Огненный омут (Дикое сердце) - Вилар Симона. Страница 102
И, жалея вас, я говорю: оставьте свои надежды, не разжигайте память о прошедшей любви. Ведь после зимы всегда приходит весна – душа и плоть набираются новых сил. А вы молоды, вам надо как-то продолжать жить.
Эмма подумала, что он опять прав. Жизнь идет своим чередом, и ей придется как-то существовать. Что ждет ее после женитьбы Ролло? После того, как ей не будет возврата в прошлое? Когда любовь исчезнет и она останется одна? А Ренье Лотарингский предлагал ей достойный выход, благодаря которому она не падет, забытая всеми, а поднимется до уровня Ролло, станет герцогиней.

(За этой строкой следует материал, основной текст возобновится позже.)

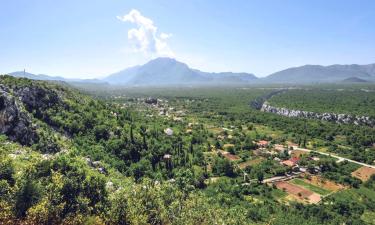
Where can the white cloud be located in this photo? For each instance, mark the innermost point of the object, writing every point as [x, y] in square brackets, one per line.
[145, 37]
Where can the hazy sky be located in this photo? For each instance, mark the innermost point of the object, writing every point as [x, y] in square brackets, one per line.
[93, 38]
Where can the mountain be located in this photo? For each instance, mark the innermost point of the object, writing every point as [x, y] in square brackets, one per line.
[322, 74]
[52, 78]
[354, 80]
[167, 71]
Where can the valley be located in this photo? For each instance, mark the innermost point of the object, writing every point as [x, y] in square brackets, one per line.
[186, 152]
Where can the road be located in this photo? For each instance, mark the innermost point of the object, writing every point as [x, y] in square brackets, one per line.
[337, 157]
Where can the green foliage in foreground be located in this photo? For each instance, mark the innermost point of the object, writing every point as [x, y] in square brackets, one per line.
[111, 167]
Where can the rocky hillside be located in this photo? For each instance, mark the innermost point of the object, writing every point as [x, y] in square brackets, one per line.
[14, 121]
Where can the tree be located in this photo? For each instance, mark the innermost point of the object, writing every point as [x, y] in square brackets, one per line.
[26, 196]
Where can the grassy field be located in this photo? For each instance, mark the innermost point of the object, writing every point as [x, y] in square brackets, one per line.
[310, 187]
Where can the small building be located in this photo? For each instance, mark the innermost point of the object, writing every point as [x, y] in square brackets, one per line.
[167, 156]
[291, 162]
[279, 148]
[262, 143]
[291, 145]
[168, 131]
[228, 155]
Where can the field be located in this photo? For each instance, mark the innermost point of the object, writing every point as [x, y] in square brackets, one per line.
[298, 192]
[310, 186]
[364, 173]
[324, 183]
[251, 162]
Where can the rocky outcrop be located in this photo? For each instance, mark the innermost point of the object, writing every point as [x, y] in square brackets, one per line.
[37, 100]
[13, 122]
[331, 117]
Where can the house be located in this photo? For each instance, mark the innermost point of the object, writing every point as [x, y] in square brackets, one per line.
[262, 143]
[279, 148]
[228, 155]
[167, 157]
[291, 162]
[291, 145]
[226, 146]
[168, 131]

И все же ей было тяжело, так тяжело… Ведь до последнего мига, пока Ролло не наденет кольцо на палец Гизеллы, она все еще будет надеяться вернуть любовь и возможность воссоединения. И она должна не упустить ни единого шанса, который бы давал ей надежду на это.
– Я готова принять ваше предложение, герцог. Но с одним условием: я должна присутствовать в Руане на венчании, я должна воочию убедиться, что тот человек мне более не принадлежит и я становлюсь свободной от всего, что меня с ним связывает.
Ренье склонился над водой в бассейне. Казалось, он разглядывает мокрые листья на его дне, а на деле он просто отвернулся, чтобы скрыть улыбку. Он понял, на что надеется эта рыжая – на встречу с Роллоном, которая бы могла изменить все. Но он должен поймать ее на слове, выполнить ее просьбу, но не допустить этой встречи с язычником.
Ренье повернулся.
– Думаю, что я смогу выполнить это ваше условие. На Рождество в Руан съедется много народа, чтобы лично созерцать крещение Роллона. И хотя мои отношения с Роллоном не позволяют мне открыто явиться на церемонию, но думаю, что, путешествуя инкогнито, мы сможем побывать в Нормандии.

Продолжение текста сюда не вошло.